Tipperary's Brian McGrath makes an important save from Cork's Tim O'Mahony. PHOTO: ODHRAN DUCIE

Hurt is a dangerous emotion

Months of misery thinking about Tipperary’s hurling woes disappeared after 63 and a half minutes on Sunday evening.

This win felt like ten wins rolled into one, made from intensity, aggression, discipline and a nice shower of rain just to mix it all together. It was as good a Tipperary win that I’ve ever witnessed in my lifetime; winning when they had no right to.
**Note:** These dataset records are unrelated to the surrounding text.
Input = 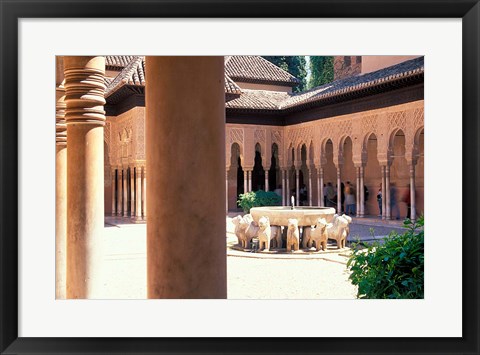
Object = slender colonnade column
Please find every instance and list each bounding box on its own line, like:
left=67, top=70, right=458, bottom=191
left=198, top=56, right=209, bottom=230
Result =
left=409, top=164, right=417, bottom=221
left=122, top=168, right=128, bottom=217
left=145, top=56, right=227, bottom=299
left=135, top=166, right=142, bottom=221
left=308, top=169, right=312, bottom=206
left=359, top=165, right=365, bottom=217
left=380, top=165, right=387, bottom=219
left=385, top=164, right=392, bottom=219
left=117, top=168, right=122, bottom=216
left=142, top=166, right=147, bottom=221
left=110, top=169, right=116, bottom=216
left=295, top=168, right=300, bottom=206
left=265, top=169, right=269, bottom=191
left=64, top=56, right=105, bottom=298
left=337, top=167, right=342, bottom=214
left=55, top=96, right=67, bottom=299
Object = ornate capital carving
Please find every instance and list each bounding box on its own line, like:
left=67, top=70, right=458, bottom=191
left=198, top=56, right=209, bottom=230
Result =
left=64, top=56, right=106, bottom=126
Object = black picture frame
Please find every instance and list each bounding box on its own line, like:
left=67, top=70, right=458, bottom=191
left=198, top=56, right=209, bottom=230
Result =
left=0, top=0, right=480, bottom=354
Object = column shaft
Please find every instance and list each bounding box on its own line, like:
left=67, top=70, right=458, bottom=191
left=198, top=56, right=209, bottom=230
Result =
left=407, top=164, right=417, bottom=221
left=55, top=96, right=67, bottom=299
left=337, top=167, right=342, bottom=214
left=265, top=169, right=270, bottom=191
left=135, top=166, right=142, bottom=221
left=295, top=169, right=300, bottom=206
left=64, top=56, right=105, bottom=298
left=145, top=56, right=227, bottom=299
left=359, top=166, right=365, bottom=217
left=308, top=169, right=313, bottom=206
left=385, top=164, right=392, bottom=219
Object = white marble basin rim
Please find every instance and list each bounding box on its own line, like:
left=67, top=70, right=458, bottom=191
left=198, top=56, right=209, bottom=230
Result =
left=250, top=206, right=335, bottom=226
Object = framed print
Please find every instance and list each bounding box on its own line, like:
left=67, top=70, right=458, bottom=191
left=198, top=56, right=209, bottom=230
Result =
left=0, top=0, right=480, bottom=354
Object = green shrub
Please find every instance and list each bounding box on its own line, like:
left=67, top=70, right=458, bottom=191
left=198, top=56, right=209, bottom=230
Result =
left=237, top=190, right=282, bottom=213
left=347, top=216, right=424, bottom=299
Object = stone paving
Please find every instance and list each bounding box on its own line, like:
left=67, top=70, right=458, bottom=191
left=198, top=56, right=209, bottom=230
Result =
left=96, top=216, right=408, bottom=299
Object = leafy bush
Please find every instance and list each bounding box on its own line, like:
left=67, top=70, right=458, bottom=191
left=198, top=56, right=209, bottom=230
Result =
left=237, top=190, right=282, bottom=213
left=347, top=216, right=424, bottom=298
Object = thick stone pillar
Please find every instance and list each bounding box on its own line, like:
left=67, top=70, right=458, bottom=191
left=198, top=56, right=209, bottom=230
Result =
left=408, top=164, right=417, bottom=221
left=130, top=167, right=137, bottom=218
left=359, top=165, right=366, bottom=217
left=123, top=168, right=128, bottom=217
left=265, top=169, right=269, bottom=191
left=135, top=166, right=142, bottom=221
left=110, top=169, right=117, bottom=216
left=145, top=56, right=227, bottom=299
left=142, top=166, right=147, bottom=221
left=55, top=96, right=67, bottom=299
left=385, top=164, right=392, bottom=219
left=64, top=56, right=105, bottom=298
left=337, top=167, right=342, bottom=214
left=295, top=169, right=300, bottom=206
left=117, top=169, right=123, bottom=216
left=308, top=168, right=313, bottom=206
left=380, top=165, right=387, bottom=219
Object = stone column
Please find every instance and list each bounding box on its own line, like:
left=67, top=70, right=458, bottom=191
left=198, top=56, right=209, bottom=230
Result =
left=337, top=167, right=342, bottom=214
left=55, top=96, right=67, bottom=299
left=142, top=166, right=147, bottom=221
left=285, top=169, right=290, bottom=206
left=145, top=56, right=227, bottom=299
left=359, top=165, right=365, bottom=217
left=409, top=164, right=417, bottom=221
left=64, top=56, right=105, bottom=298
left=295, top=168, right=300, bottom=206
left=111, top=169, right=116, bottom=217
left=380, top=165, right=387, bottom=219
left=123, top=169, right=128, bottom=217
left=130, top=167, right=137, bottom=218
left=117, top=169, right=123, bottom=216
left=135, top=166, right=142, bottom=221
left=317, top=168, right=325, bottom=207
left=243, top=170, right=248, bottom=194
left=225, top=168, right=228, bottom=213
left=385, top=164, right=392, bottom=219
left=248, top=170, right=253, bottom=191
left=308, top=168, right=313, bottom=206
left=355, top=166, right=360, bottom=217
left=265, top=169, right=269, bottom=191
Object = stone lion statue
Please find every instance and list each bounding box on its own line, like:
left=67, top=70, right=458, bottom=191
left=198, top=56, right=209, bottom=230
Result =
left=287, top=218, right=300, bottom=251
left=327, top=215, right=350, bottom=249
left=303, top=218, right=332, bottom=251
left=257, top=217, right=282, bottom=251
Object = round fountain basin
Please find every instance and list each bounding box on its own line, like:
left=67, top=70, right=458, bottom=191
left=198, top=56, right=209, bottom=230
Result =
left=250, top=206, right=336, bottom=227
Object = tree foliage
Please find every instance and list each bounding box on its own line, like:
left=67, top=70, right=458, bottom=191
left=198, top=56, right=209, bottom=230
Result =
left=347, top=217, right=424, bottom=299
left=264, top=56, right=307, bottom=92
left=306, top=56, right=334, bottom=89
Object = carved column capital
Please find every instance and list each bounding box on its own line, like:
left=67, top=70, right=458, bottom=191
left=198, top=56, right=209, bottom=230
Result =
left=64, top=56, right=106, bottom=126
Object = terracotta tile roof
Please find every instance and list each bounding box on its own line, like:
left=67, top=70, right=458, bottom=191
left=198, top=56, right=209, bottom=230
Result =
left=105, top=55, right=136, bottom=69
left=225, top=89, right=290, bottom=110
left=225, top=57, right=424, bottom=110
left=105, top=56, right=145, bottom=97
left=225, top=55, right=300, bottom=86
left=279, top=57, right=424, bottom=109
left=105, top=56, right=242, bottom=97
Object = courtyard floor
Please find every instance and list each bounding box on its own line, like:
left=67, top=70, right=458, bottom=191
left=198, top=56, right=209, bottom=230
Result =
left=99, top=214, right=401, bottom=299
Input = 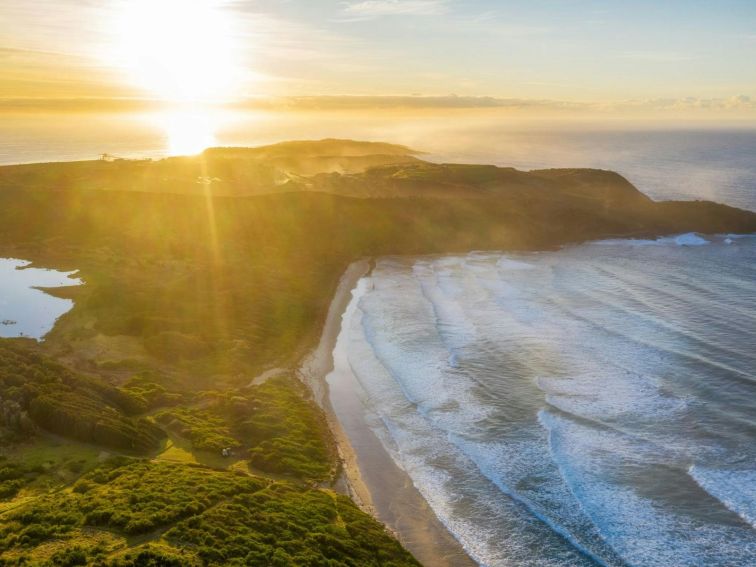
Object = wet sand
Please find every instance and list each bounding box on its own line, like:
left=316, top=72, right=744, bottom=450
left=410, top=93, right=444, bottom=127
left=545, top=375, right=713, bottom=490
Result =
left=299, top=260, right=476, bottom=567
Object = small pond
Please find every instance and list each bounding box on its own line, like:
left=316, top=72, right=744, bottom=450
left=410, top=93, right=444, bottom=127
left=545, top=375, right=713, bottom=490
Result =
left=0, top=258, right=82, bottom=340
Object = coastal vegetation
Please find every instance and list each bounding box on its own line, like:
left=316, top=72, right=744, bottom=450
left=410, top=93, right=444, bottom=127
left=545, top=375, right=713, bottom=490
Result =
left=0, top=140, right=756, bottom=567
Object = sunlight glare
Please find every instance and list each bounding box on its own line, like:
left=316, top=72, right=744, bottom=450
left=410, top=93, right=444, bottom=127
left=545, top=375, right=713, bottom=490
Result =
left=157, top=110, right=218, bottom=155
left=116, top=0, right=239, bottom=101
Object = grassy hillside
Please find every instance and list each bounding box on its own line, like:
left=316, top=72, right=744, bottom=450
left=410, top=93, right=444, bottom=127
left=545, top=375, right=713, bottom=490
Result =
left=0, top=140, right=756, bottom=566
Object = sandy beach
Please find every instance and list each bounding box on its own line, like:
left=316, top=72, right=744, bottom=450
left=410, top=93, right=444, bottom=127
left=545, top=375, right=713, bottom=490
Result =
left=299, top=259, right=476, bottom=567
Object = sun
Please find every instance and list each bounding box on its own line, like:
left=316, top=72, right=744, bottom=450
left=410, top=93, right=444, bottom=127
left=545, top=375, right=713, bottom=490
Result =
left=115, top=0, right=239, bottom=102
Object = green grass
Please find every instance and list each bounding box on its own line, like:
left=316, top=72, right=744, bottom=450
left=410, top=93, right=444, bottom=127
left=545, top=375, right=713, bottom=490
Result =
left=0, top=459, right=417, bottom=567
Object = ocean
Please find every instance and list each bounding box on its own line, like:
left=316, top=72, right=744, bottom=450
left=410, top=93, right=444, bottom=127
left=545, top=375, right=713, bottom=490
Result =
left=340, top=234, right=756, bottom=567
left=5, top=113, right=756, bottom=567
left=0, top=111, right=756, bottom=210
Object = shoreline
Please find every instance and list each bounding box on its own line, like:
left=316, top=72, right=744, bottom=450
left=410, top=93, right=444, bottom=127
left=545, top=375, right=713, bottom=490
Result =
left=298, top=259, right=477, bottom=567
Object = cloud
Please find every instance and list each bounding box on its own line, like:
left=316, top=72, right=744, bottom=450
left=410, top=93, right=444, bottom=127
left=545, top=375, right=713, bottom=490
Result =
left=343, top=0, right=449, bottom=20
left=622, top=50, right=693, bottom=63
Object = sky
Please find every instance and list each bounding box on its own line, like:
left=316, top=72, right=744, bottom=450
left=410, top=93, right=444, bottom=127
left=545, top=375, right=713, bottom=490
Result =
left=0, top=0, right=756, bottom=110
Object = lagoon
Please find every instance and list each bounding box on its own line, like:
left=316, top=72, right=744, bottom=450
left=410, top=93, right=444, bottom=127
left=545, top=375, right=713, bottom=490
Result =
left=0, top=258, right=82, bottom=340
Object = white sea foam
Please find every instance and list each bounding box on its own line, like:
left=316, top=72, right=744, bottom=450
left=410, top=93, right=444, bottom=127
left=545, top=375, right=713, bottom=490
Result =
left=675, top=232, right=711, bottom=246
left=334, top=240, right=756, bottom=567
left=688, top=463, right=756, bottom=529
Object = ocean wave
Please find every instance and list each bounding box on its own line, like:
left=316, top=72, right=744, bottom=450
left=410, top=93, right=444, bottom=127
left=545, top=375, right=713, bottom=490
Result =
left=688, top=464, right=756, bottom=529
left=338, top=241, right=756, bottom=567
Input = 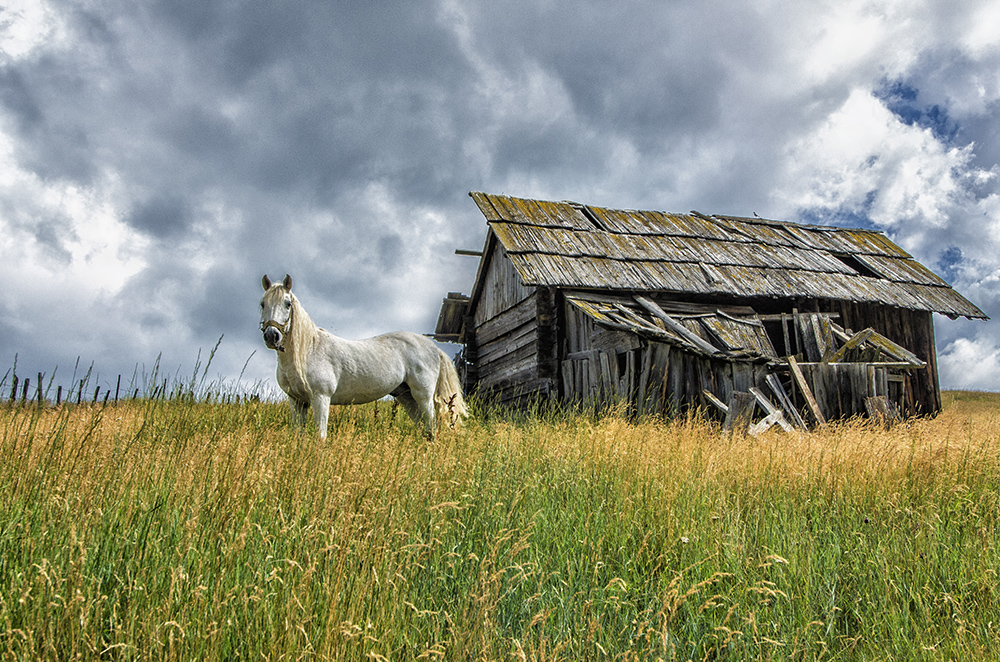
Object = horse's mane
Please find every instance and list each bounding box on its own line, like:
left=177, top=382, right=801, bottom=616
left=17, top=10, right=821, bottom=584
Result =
left=288, top=292, right=317, bottom=397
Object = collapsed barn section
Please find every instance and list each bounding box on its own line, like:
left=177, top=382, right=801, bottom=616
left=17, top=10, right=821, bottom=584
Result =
left=435, top=193, right=986, bottom=425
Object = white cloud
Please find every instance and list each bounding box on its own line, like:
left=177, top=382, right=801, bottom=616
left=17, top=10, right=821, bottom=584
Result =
left=773, top=89, right=1000, bottom=260
left=0, top=0, right=64, bottom=58
left=938, top=337, right=1000, bottom=391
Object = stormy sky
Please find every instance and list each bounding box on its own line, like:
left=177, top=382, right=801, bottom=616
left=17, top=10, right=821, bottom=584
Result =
left=0, top=0, right=1000, bottom=390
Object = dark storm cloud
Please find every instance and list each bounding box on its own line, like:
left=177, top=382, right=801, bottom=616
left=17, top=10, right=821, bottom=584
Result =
left=125, top=195, right=191, bottom=239
left=0, top=0, right=1000, bottom=394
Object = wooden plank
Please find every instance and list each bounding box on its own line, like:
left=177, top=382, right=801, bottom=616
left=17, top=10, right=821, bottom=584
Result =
left=827, top=327, right=875, bottom=363
left=750, top=386, right=792, bottom=432
left=702, top=389, right=729, bottom=414
left=722, top=391, right=757, bottom=434
left=747, top=409, right=788, bottom=437
left=865, top=395, right=900, bottom=427
left=633, top=294, right=719, bottom=354
left=764, top=374, right=806, bottom=430
left=787, top=356, right=826, bottom=425
left=868, top=333, right=927, bottom=367
left=781, top=313, right=792, bottom=356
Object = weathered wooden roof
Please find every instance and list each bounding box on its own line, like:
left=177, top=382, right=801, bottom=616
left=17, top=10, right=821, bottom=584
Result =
left=470, top=192, right=987, bottom=319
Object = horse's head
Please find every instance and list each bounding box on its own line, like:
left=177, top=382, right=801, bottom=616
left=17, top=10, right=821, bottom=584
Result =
left=260, top=274, right=292, bottom=352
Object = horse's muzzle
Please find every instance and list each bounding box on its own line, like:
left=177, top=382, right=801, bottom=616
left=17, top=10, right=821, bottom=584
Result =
left=264, top=326, right=285, bottom=352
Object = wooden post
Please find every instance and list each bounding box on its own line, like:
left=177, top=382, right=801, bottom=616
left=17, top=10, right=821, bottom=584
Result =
left=787, top=356, right=826, bottom=425
left=722, top=391, right=757, bottom=434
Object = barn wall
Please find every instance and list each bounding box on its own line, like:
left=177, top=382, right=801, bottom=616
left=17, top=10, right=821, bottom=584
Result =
left=466, top=246, right=558, bottom=405
left=837, top=301, right=941, bottom=416
left=560, top=305, right=767, bottom=415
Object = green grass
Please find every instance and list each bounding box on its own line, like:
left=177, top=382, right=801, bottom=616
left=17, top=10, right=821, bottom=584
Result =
left=0, top=393, right=1000, bottom=660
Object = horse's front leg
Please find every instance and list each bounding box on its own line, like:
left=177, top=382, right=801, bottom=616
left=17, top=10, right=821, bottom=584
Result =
left=288, top=398, right=309, bottom=427
left=312, top=395, right=330, bottom=441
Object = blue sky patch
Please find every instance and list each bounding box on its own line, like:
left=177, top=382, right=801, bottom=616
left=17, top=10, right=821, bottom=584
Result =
left=875, top=80, right=959, bottom=143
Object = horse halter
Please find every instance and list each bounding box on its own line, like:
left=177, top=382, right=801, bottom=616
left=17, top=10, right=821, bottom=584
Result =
left=260, top=315, right=292, bottom=352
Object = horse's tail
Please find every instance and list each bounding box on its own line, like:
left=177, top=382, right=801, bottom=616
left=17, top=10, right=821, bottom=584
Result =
left=434, top=349, right=469, bottom=427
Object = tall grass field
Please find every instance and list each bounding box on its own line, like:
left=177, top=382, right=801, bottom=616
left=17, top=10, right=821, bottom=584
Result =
left=0, top=392, right=1000, bottom=660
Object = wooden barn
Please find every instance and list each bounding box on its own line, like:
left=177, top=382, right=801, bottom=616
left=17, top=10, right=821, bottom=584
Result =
left=435, top=193, right=987, bottom=425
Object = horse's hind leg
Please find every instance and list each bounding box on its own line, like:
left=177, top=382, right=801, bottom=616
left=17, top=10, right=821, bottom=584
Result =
left=288, top=398, right=309, bottom=427
left=312, top=395, right=330, bottom=440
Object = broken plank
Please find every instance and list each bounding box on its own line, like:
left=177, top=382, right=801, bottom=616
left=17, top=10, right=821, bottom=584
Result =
left=722, top=391, right=757, bottom=434
left=747, top=409, right=788, bottom=437
left=750, top=386, right=792, bottom=432
left=702, top=389, right=729, bottom=414
left=634, top=294, right=719, bottom=354
left=787, top=356, right=826, bottom=425
left=827, top=327, right=875, bottom=363
left=764, top=375, right=806, bottom=430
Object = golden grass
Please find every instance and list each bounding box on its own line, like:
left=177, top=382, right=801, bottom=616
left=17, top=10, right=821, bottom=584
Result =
left=0, top=393, right=1000, bottom=660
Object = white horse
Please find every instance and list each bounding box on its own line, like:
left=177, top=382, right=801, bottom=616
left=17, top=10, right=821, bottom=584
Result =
left=260, top=274, right=468, bottom=439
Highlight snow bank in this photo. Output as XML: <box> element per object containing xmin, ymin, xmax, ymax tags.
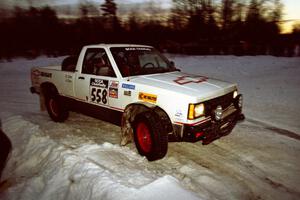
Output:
<box><xmin>0</xmin><ymin>116</ymin><xmax>198</xmax><ymax>200</ymax></box>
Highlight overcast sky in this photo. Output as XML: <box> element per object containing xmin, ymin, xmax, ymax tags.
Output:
<box><xmin>0</xmin><ymin>0</ymin><xmax>300</xmax><ymax>32</ymax></box>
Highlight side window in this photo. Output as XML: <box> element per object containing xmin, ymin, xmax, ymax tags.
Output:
<box><xmin>82</xmin><ymin>48</ymin><xmax>116</xmax><ymax>77</ymax></box>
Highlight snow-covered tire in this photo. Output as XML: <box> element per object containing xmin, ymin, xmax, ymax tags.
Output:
<box><xmin>45</xmin><ymin>92</ymin><xmax>69</xmax><ymax>122</ymax></box>
<box><xmin>134</xmin><ymin>111</ymin><xmax>168</xmax><ymax>161</ymax></box>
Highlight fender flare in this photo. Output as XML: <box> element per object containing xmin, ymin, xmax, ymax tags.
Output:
<box><xmin>120</xmin><ymin>102</ymin><xmax>173</xmax><ymax>146</ymax></box>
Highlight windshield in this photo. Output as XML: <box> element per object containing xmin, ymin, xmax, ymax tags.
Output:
<box><xmin>110</xmin><ymin>47</ymin><xmax>176</xmax><ymax>77</ymax></box>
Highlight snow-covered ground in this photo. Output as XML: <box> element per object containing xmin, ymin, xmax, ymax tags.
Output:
<box><xmin>0</xmin><ymin>55</ymin><xmax>300</xmax><ymax>200</ymax></box>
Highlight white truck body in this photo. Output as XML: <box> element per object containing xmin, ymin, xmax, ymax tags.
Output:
<box><xmin>31</xmin><ymin>44</ymin><xmax>241</xmax><ymax>161</ymax></box>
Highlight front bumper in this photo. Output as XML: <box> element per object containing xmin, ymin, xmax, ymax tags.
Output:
<box><xmin>182</xmin><ymin>105</ymin><xmax>243</xmax><ymax>144</ymax></box>
<box><xmin>169</xmin><ymin>94</ymin><xmax>245</xmax><ymax>144</ymax></box>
The first two minutes told Liam Cahill that his troops were ready to declare war on Cork. They won a sharp ball on the inside line for a nerve-settling score. Next, they nearly turned over the Cork goalkeeper on the puckout before making the rebels work unbelievably hard to move the ball out of defence. In fact, Cork could not cleanly break one tackle in that period. While Tipperary resembled a juvenile team in the Munster final, this was workrate worthy of the most intense senior inter-county game. Cork became anxious and all of a sudden the ambush was a possibility.

 

The key to this workrate is not as simple as the word ‘workrate’ suggests. For it to materialise, there must be players (forwards mostly) willing to leave their positions to close down the player who is about to receive a pass. Several times Cian Darcy, Jake Morris and Conor Stakelum would chase backmen out the field, and when they knew it was being passed on to the half back or midfielder would stay going at top pace to help stop the attack. It is a domino effect and if one player switches off then the Cork guys would have gotten out of defence scot free and ready to set up an attack, which happened with ease in the Munster Final.